Think of Italian sports car brands and many names come to mind. ATS might not be first among them, but maybe it should. Founded in 1963 by a group of former Ferrari employees fed up with old man Enzo's infamous intransigence, Automobili Turismo e Sport was originally a flash in the pan, disappearing almost as quickly as it appeared on the scene in the first place. But 50 years later the name was revived with a number of sports car designs. The ATS Sport 1000 was among the first, and now it's been updated.

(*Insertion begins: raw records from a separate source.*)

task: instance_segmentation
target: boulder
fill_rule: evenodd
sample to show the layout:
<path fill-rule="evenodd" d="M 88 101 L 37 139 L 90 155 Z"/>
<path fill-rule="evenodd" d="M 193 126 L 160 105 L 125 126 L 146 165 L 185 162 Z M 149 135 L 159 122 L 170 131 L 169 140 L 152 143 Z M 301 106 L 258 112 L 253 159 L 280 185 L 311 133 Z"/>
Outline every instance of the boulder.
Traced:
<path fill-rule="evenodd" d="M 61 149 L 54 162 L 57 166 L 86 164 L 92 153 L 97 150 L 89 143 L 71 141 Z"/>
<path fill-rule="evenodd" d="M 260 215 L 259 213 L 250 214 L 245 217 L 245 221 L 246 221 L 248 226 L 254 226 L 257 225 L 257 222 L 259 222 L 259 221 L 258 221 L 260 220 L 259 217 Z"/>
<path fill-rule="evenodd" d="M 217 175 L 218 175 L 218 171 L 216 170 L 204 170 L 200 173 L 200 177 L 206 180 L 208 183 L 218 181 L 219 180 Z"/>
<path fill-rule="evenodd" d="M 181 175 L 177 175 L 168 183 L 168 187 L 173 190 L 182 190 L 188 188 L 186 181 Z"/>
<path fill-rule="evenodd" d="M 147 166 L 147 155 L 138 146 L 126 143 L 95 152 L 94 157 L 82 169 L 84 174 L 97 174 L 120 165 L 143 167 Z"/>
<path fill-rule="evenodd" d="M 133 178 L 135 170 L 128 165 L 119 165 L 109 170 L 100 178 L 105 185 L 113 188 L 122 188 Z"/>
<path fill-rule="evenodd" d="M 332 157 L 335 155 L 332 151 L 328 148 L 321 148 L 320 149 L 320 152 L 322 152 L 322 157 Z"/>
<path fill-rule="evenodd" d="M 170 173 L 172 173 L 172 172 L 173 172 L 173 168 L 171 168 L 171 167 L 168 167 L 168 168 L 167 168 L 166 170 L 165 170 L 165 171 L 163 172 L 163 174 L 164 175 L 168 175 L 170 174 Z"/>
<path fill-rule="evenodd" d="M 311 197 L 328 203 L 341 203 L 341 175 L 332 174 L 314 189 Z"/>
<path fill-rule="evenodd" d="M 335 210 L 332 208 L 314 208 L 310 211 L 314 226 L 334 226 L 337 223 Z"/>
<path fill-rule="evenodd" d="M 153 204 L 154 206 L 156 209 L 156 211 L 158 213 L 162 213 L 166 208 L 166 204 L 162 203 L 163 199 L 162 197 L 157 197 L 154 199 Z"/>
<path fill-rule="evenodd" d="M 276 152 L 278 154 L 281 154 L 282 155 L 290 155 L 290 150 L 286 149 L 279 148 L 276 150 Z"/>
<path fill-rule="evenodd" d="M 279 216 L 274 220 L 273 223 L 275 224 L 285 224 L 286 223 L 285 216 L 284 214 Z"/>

A prototype-style racer for the road in similar form to a Radical or Caterham SP/300.R, the updated 2015 ATS Sport benefits from 100 upgrades over the previous Sport 1000. It's built around a new stainless steel and chrome molybdenum chassis that's nearly a hundred pounds lighter and draped in reshaped bodywork. Revised aero provides as much as 2,500 pounds of downforce, augmented by such components as Ohlins dampers, Tarox six-pot calipers gripping vented discs at each corner, a Qauife limited slip differential, Avon tires on 15-inch alloys and a cockpit with removable steering wheel and harnesses from Sparco, Tillet seats and CNC-machined pedals.
The ATS Sport is ready to take any four-cylinder motorbike engine, but ATS itself will gladly furnish you with one. A 1,300cc unit with 185 horsepower will rocket the car up to 62 in just 2.5 seconds, with cornering forces up to 3g on racing slicks. But if that's not enough, ATS also offers a 1,400cc engine with 235 hp or a 1,600cc with 255. Other options include carbon-fiber bodywork, upgraded brakes and center-lock wheels. The options list runs on forever as each vehicle is made to order to specific customer requirements.
Pricing starts at 33,000 euros ($45k) without an engine and 48,850 ($66,500) with. The ATS Sport is fully CSAI and FIA homologated for the race track, and certain markets will allow it to be registered for the road as well. Fortunately the United States is just such a market. ATS is in the process of establishing a dealer network here, and will also instal the engines locally, with prices set according to Euro-USD exchange rates.